Trump has also amplified QAnon supporters on Twitter numerous times over the past year or more, retweeting 14 QAnon accounts on the Fourth of July alone. That was the same day that Trump's former national security adviser Michael Flynn, who figures prominently in the movement's conspiracy lore, pledged allegiance to Q in a video posted to social media.

This year QAnon officially seeped into national electoral politics, with multiple Q-supporting Republican Party candidates winning primaries — and endorsements from the president. Last week Trump tweeted that Georgia congressional candidate and QAnon adherent Marjorie Taylor Greene, whose rhetoric has been denounced by GOP leaders as "appalling" and "disgusting," was a "future Republican star."

Democratic nominee Joe Biden's campaign laid into the president soon after his White House remarks Wednesday, connecting the moment to Trump's infamous "both sides" comments in the wake of the 2017 neo-Nazi terrorist attack in Charlottesville, Virginia.

"Not only is our president refusing to take responsibility for his failed leadership that has cost over 170,000 American lives and tens of millions of jobs, he is again giving voice to violence," said Biden campaign spokesperson Andrew Bates. "After calling neo-Nazis and white supremacists in Charlottesville 'fine people' and tear gassing peaceful protesters following the murder of George Floyd, Donald Trump just sought to legitimize a conspiracy theory that the FBI has identified as a domestic terrorism threat,"

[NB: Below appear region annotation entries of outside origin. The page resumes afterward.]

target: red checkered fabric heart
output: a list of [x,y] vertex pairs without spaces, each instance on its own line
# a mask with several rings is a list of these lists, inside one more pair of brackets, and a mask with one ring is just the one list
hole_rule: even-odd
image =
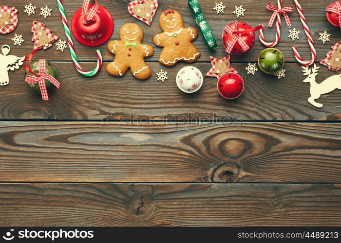
[[10,8],[7,6],[0,6],[0,14],[11,13],[10,19],[13,24],[6,25],[2,29],[0,29],[0,34],[8,34],[14,30],[18,25],[18,9],[15,7]]
[[[135,10],[137,9],[137,11],[138,11],[139,10],[138,9],[139,6],[143,7],[145,9],[145,6],[143,6],[144,4],[147,4],[147,6],[150,6],[151,8],[152,9],[152,12],[150,14],[150,16],[149,16],[149,20],[143,18],[135,14]],[[153,18],[154,18],[155,14],[156,13],[158,6],[159,2],[157,0],[136,0],[133,1],[129,3],[128,8],[128,12],[129,12],[132,16],[150,26],[152,24]],[[150,14],[149,13],[148,13],[148,14]]]
[[[59,37],[52,34],[52,30],[45,28],[44,26],[45,24],[43,24],[42,23],[40,23],[36,20],[33,21],[32,28],[31,30],[31,31],[33,33],[33,36],[32,36],[32,41],[34,41],[34,47],[33,48],[33,50],[39,50],[41,49],[41,48],[43,49],[44,50],[47,49],[47,48],[52,46],[52,43],[59,38]],[[45,45],[43,46],[39,47],[39,40],[38,39],[38,34],[37,31],[37,28],[40,28],[42,31],[47,31],[48,32],[48,37],[51,40],[48,45]]]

When wrapping up his thoughts on the subject during the White House briefing, Trump tried once more to link QAnon to his slightly more pedestrian campaign themes, including urban crime and his as-yet-nonexistent wall along the Mexican border.

"Mexico, as you know, has a very high rate of infection," the president said, referring to the coronavirus. "The wall is now going to be, next week, about 300 miles long. Our numbers are extraordinary on the border. And this is through luck, perhaps more than talent."

"You don't hear talk about the wall anymore," Trump concluded. "We need strength in our country, not weakness. Too much weakness."

Veteran GOP strategist Karl Rove, who has reportedly been advising Trump in recent months, told a Fox News panel immediately after the president's remarks, "This is a group of nuts and kooks and he ought to disavow them."

"They may like him, but they like him because they think he is fighting an incredible war against forces of 'pedographic' evil and it's just ridiculous. Disavow them, get done with it," Rove said.